# Ibanez 3120?



## neon_black88 (Apr 24, 2008)

Tell me what you can about it!


----------



## supertruper1988 (Apr 24, 2008)

Best neck ive EVER played IMO

ToneZone6 and Paf Pro, LoPro, Offset dots, Mahogany Body, maple top all of the specs are perfect for me.


----------



## Jeff (Apr 24, 2008)

IMO, the pinnacle of Ibanez RG bolt-on guitars. As SuperTruper said, the neck is Jesus-like. The tops I've seen in person have been amazing, and the tone incredible. I prefer the Twilight Blue to the Deep Red, but that's just me. 

I highly recommend them. The later RGT3120 (with Lo Pro) was fantastic too, albeit very different feeling due to the Ultra neck.


----------



## Stitch (Apr 24, 2008)

Everything they said, plus the fact that I have a case for one for sale, sans RG3120.


----------



## itsallinmyh3ad (Apr 24, 2008)

I'd only like to say, that after owning 34 guitars in the past and present, the ONLY one I REALLY hate myself for trading was an RG3120. It really is THAT good.


----------



## Se7enMeister (Apr 24, 2008)

any pics?


----------



## itsallinmyh3ad (Apr 24, 2008)

Se7enMeister said:


> any pics?



This was mine. I saw it on ebay about 4-5 months ago. It got the pickups swapped for EMG's and whatnot.


----------



## FortePenance (Apr 25, 2008)

They look amazing, that's for one.


----------



## Stitch (Apr 25, 2008)

itsallinmyh3ad said:


> This was mine. I saw it on ebay about 4-5 months ago. It got the pickups swapped for EMG's and whatnot.

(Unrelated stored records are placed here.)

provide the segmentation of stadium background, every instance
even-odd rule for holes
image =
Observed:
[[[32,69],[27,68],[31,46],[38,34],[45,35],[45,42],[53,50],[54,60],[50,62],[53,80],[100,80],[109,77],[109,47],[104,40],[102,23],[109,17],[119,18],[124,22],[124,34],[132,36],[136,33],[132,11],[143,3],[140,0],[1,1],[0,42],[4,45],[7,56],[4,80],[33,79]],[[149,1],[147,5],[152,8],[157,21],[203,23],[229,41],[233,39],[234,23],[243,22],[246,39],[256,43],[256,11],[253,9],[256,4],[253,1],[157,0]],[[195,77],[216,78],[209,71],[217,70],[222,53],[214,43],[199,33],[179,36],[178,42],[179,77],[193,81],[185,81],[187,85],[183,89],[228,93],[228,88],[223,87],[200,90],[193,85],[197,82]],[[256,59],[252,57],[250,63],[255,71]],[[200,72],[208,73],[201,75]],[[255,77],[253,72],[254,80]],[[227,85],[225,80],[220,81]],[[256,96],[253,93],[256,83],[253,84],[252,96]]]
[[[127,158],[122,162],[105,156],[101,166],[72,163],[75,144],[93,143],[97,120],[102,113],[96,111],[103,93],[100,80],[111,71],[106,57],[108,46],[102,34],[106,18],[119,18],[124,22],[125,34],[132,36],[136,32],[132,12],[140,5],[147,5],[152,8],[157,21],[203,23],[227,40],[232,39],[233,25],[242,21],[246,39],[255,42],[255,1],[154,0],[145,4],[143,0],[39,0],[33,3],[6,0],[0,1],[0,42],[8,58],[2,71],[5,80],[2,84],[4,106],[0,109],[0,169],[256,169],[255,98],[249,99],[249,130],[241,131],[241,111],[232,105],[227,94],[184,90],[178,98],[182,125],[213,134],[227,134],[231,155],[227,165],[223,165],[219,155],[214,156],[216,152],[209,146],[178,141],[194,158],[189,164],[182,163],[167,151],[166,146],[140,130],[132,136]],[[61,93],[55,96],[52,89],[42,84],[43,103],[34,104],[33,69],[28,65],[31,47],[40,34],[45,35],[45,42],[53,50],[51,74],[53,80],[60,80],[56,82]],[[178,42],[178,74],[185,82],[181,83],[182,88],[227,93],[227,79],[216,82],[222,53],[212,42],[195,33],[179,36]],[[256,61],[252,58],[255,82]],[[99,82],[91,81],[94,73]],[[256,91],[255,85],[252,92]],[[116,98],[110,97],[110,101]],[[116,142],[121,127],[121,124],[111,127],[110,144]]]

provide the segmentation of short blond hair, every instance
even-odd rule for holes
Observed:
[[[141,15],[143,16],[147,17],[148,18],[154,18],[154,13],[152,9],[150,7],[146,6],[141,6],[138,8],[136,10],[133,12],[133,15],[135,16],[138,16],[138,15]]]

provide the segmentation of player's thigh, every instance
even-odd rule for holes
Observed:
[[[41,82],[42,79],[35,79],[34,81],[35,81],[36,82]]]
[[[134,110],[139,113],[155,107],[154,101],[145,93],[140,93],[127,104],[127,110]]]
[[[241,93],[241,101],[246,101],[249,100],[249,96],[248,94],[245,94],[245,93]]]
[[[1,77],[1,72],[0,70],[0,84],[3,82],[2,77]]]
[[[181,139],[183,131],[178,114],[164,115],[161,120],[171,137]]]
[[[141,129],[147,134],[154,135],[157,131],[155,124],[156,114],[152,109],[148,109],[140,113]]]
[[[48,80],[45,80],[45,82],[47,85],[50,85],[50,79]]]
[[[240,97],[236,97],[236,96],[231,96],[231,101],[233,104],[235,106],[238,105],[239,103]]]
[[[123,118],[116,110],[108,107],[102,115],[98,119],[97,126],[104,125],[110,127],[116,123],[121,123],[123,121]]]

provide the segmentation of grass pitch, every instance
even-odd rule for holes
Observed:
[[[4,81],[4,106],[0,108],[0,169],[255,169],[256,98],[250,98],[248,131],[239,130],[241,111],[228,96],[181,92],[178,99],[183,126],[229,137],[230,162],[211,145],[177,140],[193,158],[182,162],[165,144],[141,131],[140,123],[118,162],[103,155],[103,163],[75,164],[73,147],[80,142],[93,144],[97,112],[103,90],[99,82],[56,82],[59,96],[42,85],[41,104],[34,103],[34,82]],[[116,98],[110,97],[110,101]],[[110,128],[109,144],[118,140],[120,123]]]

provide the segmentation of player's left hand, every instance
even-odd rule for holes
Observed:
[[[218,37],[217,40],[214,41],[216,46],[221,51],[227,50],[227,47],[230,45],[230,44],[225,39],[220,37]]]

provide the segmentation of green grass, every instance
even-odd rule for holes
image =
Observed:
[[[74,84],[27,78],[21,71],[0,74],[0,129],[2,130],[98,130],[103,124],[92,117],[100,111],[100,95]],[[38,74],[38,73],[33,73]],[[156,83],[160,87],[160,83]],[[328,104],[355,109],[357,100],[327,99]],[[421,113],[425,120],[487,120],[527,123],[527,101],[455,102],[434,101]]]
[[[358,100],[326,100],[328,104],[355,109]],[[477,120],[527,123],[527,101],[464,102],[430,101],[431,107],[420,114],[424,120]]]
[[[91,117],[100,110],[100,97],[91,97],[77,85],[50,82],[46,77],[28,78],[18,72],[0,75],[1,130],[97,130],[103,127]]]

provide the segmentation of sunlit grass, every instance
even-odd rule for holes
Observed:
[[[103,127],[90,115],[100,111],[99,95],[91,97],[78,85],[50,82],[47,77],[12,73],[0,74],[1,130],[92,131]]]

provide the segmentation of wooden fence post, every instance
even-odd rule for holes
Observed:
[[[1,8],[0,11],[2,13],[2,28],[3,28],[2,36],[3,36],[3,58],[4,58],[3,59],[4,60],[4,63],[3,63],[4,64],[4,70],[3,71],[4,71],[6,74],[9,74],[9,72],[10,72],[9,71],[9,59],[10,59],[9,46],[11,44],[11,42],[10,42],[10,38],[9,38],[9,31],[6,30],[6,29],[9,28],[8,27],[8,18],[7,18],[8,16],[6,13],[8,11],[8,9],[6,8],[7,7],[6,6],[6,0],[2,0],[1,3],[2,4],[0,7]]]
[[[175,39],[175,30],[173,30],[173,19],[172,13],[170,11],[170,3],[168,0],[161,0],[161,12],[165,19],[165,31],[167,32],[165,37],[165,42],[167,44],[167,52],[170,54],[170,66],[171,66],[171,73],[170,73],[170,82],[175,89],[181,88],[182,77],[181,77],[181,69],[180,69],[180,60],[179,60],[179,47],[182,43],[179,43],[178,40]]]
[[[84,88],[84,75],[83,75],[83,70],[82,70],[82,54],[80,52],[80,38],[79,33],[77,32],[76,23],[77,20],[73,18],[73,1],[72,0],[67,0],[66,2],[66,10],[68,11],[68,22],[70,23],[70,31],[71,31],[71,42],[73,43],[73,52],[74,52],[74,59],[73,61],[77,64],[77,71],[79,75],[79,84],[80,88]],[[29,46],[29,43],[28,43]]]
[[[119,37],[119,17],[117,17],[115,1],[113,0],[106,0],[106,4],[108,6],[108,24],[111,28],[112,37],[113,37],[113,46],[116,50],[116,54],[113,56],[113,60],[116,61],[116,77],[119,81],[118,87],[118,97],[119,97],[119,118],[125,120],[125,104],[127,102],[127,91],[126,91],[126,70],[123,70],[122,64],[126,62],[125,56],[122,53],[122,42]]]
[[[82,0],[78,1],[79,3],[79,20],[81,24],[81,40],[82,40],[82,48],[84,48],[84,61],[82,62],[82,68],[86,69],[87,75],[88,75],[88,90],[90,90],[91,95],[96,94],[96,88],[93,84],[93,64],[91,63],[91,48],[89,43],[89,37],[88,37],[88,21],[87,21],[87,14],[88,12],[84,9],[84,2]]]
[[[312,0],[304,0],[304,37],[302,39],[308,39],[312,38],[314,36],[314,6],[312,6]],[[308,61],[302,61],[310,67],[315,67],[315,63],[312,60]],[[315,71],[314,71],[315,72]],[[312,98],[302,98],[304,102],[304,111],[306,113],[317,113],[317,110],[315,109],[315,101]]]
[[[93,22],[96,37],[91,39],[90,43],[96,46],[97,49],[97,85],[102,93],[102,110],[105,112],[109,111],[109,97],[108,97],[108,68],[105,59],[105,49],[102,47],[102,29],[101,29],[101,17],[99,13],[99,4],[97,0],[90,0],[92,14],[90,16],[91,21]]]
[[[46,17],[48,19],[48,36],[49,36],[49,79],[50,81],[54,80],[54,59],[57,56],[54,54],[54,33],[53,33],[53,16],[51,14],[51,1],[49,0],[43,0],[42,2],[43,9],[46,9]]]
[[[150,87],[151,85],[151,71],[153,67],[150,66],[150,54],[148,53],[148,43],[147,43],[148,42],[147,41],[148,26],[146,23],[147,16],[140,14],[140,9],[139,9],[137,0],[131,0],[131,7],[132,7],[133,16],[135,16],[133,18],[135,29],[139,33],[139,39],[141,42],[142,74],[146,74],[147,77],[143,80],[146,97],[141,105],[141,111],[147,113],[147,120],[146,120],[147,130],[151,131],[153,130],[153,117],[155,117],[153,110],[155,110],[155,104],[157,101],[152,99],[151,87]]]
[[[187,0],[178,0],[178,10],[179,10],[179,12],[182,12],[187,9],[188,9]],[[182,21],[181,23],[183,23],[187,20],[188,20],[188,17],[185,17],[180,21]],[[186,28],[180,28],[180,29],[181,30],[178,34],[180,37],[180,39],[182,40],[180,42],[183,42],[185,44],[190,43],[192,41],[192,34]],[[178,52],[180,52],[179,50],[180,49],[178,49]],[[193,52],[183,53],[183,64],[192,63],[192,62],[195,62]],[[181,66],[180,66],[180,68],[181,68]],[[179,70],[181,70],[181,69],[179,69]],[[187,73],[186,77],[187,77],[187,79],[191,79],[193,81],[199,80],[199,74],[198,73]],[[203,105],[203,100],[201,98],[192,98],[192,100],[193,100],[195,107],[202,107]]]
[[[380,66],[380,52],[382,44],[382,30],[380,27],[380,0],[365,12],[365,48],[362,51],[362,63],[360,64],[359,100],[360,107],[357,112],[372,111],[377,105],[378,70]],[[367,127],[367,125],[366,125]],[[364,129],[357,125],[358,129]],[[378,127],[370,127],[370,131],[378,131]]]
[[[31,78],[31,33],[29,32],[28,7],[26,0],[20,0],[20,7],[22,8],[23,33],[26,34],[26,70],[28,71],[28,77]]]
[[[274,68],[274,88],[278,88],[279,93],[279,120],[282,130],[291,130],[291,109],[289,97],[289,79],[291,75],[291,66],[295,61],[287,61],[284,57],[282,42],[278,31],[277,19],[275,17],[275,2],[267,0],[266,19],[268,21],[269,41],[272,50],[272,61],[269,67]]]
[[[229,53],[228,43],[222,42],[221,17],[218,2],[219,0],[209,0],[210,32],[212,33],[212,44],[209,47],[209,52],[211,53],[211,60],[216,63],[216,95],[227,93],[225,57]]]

That thing must slay gods.


----------



## Metal Ken (Apr 25, 2008)

My only complaint about them - No maple board. If they had that, there'd be no other reason to buy any other ibanez 6'er ever. This and the RGT3120 are the pinnacle of ibanez 6 strings.


----------



## GazPots (Apr 26, 2008)

Agreed. 

A mighty fine axe compounded by EMG's that for once look damn fine in the guitar. Great looking axe you got there.


3120 is on my GAS list and has been for a while, just havent seen any about ever. 


Gaz


----------



## NiCkMiLnE (Apr 27, 2008)

Metal Ken said:


> My only complaint about them - No maple board. If they had that, there'd be no other reason to buy any other ibanez 6'er ever. *This and the RGT3120 are the pinnacle of ibanez 6 strings*.


----------



## Jeff (Apr 27, 2008)

NiCkMiLnE said:


>



Is that a J-Custom? Honestly, outside of the original ART, METAL, GEAR, and then the CT/CST runs, I've yet to play a J-Custom that's better than the old RG/RGT3120's.


----------



## loktide (May 4, 2008)

i bought mine in 1999 in the US. It definitely has the thinnest neck i've played on a 6-string and not the sound you would expect from a regular RG. This guitar resonates like crazy.

Here's some pics:


----------



## NiCkMiLnE (May 4, 2008)

Jeff said:


> Is that a J-Custom? Honestly, outside of the original ART, METAL, GEAR, and then the CT/CST runs, I've yet to play a J-Custom that's better than the old RG/RGT3120's.



it is yeah


and hmm
ive played 3 j's and all of them played better than anything ive ever touched...sooo lol
and ive played 3120's, caparisons, jackson soloists, esp custom shops..everything thats in that similar catagory.


----------